Why biostatistics is confusing and how to make it less so
Getting ready to teach biostatistics in a few weeks and it seems to me that the real confusion in most cases is not the calculations, which can be fairly simple, but rather that there can be several ways of looking at the same question. Let’s take “risk” as an example.
What is the “risk” of diabetes?
You could answer this by prevalence – 9.3% of Americans have diabetes. So you could say you have about a 1 in 11 chance of having diabetes. Is that your risk?
On the other hand, incidence, the number of new cases per year is about 1.8 million, which comes out to around 0.6% in a population of 313 million. So, your chance of being newly diagnosed with diabetes is around 1 in 200. Is that your risk?
In discussing risk of a disease, it may be useful to consider the specific population. For example, the CONDITIONAL risk of having diabetes given the condition that your ethnicity is Asian-American of Chinese descent is 4.4 %. (Conditional risk of a disease is defined here as the prevalence given a specific condition.)
Conditional risk given that you are Puerto Rican is 14.8%.
What is the relationship between diabetes and ethnicity?
This is another simple-sounding question that can be answered in multiple ways.
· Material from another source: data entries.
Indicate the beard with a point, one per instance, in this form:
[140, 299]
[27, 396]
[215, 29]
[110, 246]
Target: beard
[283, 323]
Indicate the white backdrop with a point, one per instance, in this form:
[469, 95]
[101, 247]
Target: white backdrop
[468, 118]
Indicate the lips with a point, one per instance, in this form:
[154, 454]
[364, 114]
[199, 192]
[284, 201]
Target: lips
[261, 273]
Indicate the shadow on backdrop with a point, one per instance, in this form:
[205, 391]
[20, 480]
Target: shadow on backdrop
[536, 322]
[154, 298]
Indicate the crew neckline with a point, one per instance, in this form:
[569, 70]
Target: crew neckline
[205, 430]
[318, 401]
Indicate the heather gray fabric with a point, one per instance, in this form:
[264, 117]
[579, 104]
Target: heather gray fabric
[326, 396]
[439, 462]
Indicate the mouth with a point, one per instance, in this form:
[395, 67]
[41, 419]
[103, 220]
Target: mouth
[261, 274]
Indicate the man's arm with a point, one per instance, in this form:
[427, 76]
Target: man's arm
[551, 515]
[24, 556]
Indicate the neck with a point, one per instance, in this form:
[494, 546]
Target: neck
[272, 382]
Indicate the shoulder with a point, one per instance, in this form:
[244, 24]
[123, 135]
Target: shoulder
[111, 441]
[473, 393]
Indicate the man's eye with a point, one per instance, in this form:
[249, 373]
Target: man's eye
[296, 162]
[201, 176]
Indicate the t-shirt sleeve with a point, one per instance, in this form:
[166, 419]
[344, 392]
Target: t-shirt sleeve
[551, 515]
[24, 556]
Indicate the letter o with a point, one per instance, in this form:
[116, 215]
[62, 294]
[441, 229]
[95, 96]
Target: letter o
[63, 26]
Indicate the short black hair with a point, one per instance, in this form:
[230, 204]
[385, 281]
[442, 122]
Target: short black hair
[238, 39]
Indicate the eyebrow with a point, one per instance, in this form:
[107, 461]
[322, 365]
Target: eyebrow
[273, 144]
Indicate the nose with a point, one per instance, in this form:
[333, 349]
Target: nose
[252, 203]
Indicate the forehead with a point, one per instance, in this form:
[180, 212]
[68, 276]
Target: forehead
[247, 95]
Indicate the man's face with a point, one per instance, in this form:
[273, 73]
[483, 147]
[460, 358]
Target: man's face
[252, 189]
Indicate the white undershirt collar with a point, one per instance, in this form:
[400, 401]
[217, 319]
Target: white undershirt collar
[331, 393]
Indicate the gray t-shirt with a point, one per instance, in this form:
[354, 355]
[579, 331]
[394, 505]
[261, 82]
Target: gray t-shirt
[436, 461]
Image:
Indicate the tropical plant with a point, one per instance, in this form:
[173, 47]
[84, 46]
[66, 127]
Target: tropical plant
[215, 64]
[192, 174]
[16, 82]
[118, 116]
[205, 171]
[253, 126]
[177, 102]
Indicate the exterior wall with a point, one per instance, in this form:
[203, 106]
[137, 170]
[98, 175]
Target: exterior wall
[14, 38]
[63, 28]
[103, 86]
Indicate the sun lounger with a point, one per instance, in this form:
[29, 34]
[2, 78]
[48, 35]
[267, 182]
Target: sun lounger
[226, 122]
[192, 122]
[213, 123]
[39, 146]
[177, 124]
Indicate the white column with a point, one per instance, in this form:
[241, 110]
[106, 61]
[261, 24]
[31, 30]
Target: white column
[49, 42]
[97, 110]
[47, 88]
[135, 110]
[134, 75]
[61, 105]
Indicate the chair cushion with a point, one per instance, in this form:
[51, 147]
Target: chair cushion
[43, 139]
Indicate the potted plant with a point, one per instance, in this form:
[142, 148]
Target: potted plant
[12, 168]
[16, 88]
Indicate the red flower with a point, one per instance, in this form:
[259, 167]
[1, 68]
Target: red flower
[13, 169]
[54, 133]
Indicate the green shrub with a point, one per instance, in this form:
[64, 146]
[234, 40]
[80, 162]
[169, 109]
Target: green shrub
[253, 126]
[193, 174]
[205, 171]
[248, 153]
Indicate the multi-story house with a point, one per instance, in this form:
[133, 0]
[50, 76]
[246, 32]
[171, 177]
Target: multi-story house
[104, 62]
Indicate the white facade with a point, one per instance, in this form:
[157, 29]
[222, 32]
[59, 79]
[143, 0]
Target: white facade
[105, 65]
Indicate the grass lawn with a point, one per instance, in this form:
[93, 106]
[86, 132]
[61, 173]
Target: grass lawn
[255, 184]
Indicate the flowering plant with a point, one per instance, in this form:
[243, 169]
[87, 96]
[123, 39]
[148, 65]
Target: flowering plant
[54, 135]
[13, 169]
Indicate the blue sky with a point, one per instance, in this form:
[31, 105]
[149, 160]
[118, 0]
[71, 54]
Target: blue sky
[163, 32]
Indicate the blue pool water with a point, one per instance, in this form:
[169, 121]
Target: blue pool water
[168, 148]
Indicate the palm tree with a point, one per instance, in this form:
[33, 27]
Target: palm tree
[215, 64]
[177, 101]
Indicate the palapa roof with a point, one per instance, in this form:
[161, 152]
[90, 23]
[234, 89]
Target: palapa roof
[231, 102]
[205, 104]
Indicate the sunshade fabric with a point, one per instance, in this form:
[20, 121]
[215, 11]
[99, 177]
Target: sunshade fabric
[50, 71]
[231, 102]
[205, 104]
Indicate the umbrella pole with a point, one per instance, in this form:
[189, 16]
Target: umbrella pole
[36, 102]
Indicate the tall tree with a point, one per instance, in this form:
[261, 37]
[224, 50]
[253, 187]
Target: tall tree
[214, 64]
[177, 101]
First of all, what is your reference group?
Is it, say, Puerto Ricans compared to the total prevalence of 9.3% ? Is it Puerto Ricans compared to non-Hispanic whites? To all Hispanics? To Americans of Chinese descent? If the latter sounds silly, I’m not sure why it is any sillier than non-Hispanic whites, but perhaps someone can enlighten me.
Once you have a reference group, then what do you pick as the method of measuring relationship?
Risk difference is the absolute value of difference in probabilities between two groups.
So, if the probability of someone who is Puerto Rican having diabetes is 14.8%, which it happens to be, and the prevalence of diabetes among Central and South Americans in the U.S. is 8.5% (which it also is), the risk difference is 14.8 – 8.5 = 6.3%.
The relative risk is the risk of one group divided by the risk of the other group. So, the relative risk is 1.74. Rounding it up, you could say that Puerto Ricans are twice as likely to have diabetes as Central or South Americans – which sounds considerably different than that the difference between the two ethnic group risks is .063.
Then there are odds ratios, which I have written about extensively, including here. Proportional attributable fraction, proportional attributable risk.
Well, I can go on for weeks – and will, once class starts.
How to make it all less confusing
Start with this question, “What do you want to know and why do you want to know that?”
If you want to know what the probable demand for insulin will be in the next year, you might care most about prevalence + incidence. If you are interested in predicting diabetes 10 years from now, you might be very interested in differing probabilities within ethnic groups, as some have a much faster rate of growth than others.
If you are interested in screening or prevention, you would be very interested in which groups have the highest incidence.
I’m thinking a fun and useful thing to do for both biostatistics and epidemiology would be to have students make a flowchart with questions like : If you want to know this, then do that.
That’s a couple more posts, at least.